The ongoing war in Syria has killed 3,746 people this year, in the lowest annual death toll so far, the Syrian Observatory for Human Rights (SOHR) said on Wednesday.
According to figures compiled by the SOHR, 1,505 deaths were of civilians, including 360 children.
The figure is by far the lowest tally since the start of the war in Syria and confirms a downward trend that saw 6,800 people killed last year and just over 10,000 in 2019.
The Observatory, a nongovernmental organization (NGO) based in the United Kingdom but with a network of sources in all regions of Syria, said 297 people were killed in 2021 by landmines and various explosive remnants.
The Landmine Monitor said in November that Syria had overtaken Afghanistan as the country with the highest number of recorded casualties from landmines and other explosive remnants of the war.
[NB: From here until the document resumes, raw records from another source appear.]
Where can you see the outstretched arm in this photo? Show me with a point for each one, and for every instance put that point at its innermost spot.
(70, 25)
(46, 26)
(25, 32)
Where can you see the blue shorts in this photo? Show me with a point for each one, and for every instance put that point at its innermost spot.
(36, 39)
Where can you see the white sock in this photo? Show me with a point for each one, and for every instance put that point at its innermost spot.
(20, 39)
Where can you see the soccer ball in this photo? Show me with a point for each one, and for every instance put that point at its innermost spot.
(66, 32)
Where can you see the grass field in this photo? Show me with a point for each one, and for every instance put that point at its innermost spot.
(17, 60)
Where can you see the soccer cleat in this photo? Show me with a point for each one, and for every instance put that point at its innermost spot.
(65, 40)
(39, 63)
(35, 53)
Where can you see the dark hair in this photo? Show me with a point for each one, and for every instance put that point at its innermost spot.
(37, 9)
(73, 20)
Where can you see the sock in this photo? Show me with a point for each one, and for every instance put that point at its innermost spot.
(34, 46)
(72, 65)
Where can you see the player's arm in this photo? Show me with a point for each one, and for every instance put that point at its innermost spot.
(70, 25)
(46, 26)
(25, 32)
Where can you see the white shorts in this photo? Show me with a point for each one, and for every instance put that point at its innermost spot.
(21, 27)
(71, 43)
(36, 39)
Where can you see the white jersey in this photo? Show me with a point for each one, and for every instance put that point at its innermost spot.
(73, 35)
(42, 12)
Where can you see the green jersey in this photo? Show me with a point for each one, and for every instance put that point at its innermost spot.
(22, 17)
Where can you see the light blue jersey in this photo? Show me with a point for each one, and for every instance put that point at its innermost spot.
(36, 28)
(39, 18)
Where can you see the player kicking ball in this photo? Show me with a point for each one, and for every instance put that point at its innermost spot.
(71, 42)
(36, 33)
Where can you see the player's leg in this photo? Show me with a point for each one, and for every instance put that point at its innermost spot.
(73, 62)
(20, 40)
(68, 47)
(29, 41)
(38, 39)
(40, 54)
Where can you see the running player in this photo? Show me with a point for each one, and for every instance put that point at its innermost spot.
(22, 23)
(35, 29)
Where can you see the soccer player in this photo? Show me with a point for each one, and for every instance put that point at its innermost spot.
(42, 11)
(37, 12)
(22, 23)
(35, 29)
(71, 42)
The fighting, which erupted in 2011 after the brutal repression of anti-regime protests, has abated over the past two years.
Russian-backed regime forces still sporadically strike targets in the northwestern opposition enclave of Idlib but a cease-fire deal has largely held.
Fighters from Daesh, who went underground after their "caliphate" was crushed in 2019, have also carried out deadly hit-and-run attacks in eastern Syria.
The war in Syria has killed close to half a million people and spurred the largest conflict-induced displacement since World War II.